Insiden itu mencuat setelah sekolah-sekolah di Desa Kertagena, Kecamatan Kadur, mengembalikan seluruh paket MBG yang diterima karena bau menyengat dan kondisi makanan yang dinilai tidak layak konsumsi. Ayam yang diduga sudah membusuk dan berulat itu bahkan terekam dalam sebuah video yang kemudian beredar luas di media sosial, memicu keresahan para wali murid.
Mitra Yayasan SPPG Nurul Haromain, Ahmad Madani Zakaria, mengakui adanya kelalaian dalam proses pengawasan bahan makanan. Ia juga membenarkan bahwa pihaknya belum melibatkan ahli gizi secara resmi dalam penyusunan menu MBG.
“Dalam pelaksanaannya memang belum ada ahli gizi tetap. Kami akui ada kelalaian dalam pengecekan bahan baku makanan,” ujar Ahmad saat dikonfirmasi, Sabtu (13/12/2025).

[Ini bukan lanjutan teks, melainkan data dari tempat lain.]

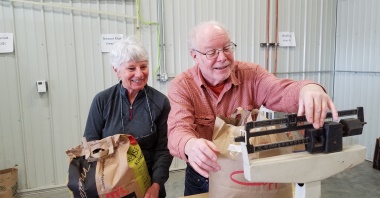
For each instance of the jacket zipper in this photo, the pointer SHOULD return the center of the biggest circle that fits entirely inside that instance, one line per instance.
(130, 112)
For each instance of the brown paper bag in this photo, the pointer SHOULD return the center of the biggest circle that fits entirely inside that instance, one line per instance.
(230, 181)
(112, 167)
(8, 182)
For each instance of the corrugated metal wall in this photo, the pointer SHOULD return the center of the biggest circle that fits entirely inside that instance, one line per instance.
(62, 45)
(357, 69)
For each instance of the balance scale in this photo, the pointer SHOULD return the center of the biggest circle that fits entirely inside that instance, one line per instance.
(324, 156)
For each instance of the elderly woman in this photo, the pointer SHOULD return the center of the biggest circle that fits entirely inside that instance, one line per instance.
(132, 107)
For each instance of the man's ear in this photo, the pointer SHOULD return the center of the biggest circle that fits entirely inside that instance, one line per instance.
(193, 54)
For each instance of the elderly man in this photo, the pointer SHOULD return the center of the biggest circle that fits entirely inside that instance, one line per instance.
(216, 85)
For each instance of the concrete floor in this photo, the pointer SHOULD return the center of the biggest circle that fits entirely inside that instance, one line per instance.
(360, 181)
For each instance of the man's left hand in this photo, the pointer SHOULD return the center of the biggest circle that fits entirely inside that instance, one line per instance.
(153, 191)
(314, 104)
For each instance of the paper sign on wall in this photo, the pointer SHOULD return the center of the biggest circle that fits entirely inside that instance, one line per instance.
(287, 39)
(6, 42)
(107, 41)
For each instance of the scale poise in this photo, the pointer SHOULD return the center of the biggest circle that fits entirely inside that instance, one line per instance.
(324, 154)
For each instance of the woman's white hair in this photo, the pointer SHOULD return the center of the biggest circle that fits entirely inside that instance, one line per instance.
(194, 32)
(126, 50)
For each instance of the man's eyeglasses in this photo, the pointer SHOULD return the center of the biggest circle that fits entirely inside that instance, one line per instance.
(213, 54)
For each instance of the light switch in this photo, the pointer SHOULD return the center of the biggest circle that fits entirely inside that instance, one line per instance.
(41, 86)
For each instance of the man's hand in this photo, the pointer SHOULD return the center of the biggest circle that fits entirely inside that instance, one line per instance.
(314, 104)
(153, 191)
(201, 155)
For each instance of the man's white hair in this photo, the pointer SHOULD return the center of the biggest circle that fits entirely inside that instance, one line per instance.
(194, 32)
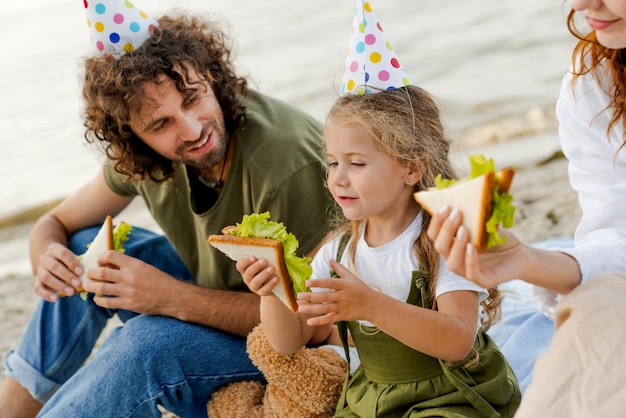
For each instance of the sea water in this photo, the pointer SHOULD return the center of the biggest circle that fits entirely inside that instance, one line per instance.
(494, 66)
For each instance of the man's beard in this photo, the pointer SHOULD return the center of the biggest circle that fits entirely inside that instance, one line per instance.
(212, 158)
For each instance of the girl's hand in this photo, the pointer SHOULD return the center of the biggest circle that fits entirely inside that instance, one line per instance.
(489, 268)
(347, 298)
(258, 275)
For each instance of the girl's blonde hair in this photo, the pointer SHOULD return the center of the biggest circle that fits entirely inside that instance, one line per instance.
(589, 56)
(405, 123)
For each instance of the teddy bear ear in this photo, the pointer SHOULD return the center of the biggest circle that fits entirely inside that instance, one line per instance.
(239, 399)
(320, 370)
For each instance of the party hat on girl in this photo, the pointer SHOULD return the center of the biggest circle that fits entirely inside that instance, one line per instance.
(372, 65)
(117, 26)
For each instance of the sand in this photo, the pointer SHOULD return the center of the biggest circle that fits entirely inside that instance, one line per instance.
(546, 207)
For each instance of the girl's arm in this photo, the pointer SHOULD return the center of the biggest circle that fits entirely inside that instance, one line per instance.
(286, 331)
(447, 333)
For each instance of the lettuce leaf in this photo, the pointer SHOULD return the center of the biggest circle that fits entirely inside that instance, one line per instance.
(259, 225)
(503, 211)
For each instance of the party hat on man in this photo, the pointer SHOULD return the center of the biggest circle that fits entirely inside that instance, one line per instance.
(372, 65)
(117, 26)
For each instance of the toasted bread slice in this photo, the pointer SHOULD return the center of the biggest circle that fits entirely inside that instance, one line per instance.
(270, 249)
(474, 198)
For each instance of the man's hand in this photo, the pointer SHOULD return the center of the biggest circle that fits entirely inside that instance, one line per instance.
(57, 273)
(123, 282)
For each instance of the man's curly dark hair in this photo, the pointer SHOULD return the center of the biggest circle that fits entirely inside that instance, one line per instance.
(182, 46)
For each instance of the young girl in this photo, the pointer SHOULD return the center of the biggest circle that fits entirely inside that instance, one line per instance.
(418, 328)
(589, 341)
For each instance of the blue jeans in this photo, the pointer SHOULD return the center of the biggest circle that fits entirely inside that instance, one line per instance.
(150, 360)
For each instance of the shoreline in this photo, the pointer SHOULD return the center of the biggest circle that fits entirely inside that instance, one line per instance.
(545, 209)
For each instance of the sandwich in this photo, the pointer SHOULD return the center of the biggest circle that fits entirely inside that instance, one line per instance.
(260, 237)
(483, 198)
(107, 238)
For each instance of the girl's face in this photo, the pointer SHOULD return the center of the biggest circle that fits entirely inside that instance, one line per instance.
(364, 180)
(607, 18)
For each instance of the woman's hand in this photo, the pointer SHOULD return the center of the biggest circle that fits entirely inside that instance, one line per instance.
(489, 268)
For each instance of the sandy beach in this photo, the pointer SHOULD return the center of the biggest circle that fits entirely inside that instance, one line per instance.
(546, 208)
(496, 78)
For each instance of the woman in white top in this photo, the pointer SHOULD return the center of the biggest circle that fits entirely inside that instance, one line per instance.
(588, 345)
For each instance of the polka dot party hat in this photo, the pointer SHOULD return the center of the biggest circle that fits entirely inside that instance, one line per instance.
(117, 26)
(371, 64)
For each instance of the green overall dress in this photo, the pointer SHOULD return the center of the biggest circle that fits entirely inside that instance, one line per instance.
(395, 380)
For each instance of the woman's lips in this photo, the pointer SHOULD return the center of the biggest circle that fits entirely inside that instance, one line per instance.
(345, 200)
(597, 24)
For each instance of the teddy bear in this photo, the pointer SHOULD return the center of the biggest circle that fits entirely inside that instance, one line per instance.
(305, 384)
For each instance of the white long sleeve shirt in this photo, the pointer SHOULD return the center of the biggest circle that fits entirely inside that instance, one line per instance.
(597, 172)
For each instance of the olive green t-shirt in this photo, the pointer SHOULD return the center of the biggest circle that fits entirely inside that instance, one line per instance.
(277, 166)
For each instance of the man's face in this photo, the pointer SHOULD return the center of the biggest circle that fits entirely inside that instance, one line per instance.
(183, 127)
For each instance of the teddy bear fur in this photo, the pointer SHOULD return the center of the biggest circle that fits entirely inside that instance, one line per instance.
(305, 384)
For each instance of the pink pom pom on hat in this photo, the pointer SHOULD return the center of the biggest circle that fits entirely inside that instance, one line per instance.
(372, 65)
(117, 26)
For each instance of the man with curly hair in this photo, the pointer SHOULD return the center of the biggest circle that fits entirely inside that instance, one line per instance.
(182, 131)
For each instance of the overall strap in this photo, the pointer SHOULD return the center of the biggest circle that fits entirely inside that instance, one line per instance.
(342, 326)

Sebelumnya, pada Kamis (11/12/2025), sedikitnya tiga hingga lima sekolah, mulai dari SDN Kertagena 1 hingga SDN Kertagena Tengah 4, menolak dan mengembalikan paket MBG kepada penyedia karena dinilai tidak layak konsumsi.
Padahal, Badan Gizi Nasional telah menegaskan bahwa setiap penyedia MBG wajib menerapkan standar ketat keamanan pangan, termasuk melibatkan tenaga ahli gizi dalam perencanaan menu, pengolahan, hingga distribusi makanan bagi peserta didik.
Kasus ini pun menuai sorotan dari berbagai pihak. Orang tua siswa meminta pemerintah daerah dan penyelenggara program untuk melakukan evaluasi menyeluruh terhadap pelaksanaan MBG di Pamekasan agar kejadian serupa tidak terulang.
“Keamanan pangan bagi siswa harus menjadi prioritas utama. Program ini baik, tapi pelaksanaannya harus benar,” ujar salah satu wali murid.
Hingga berita ini diturunkan, koordinasi lanjutan antara pemerintah daerah, Badan Gizi Nasional, dan penyedia MBG masih terus dilakukan untuk memastikan kepatuhan terhadap standar gizi dan keamanan pangan dalam program tersebut.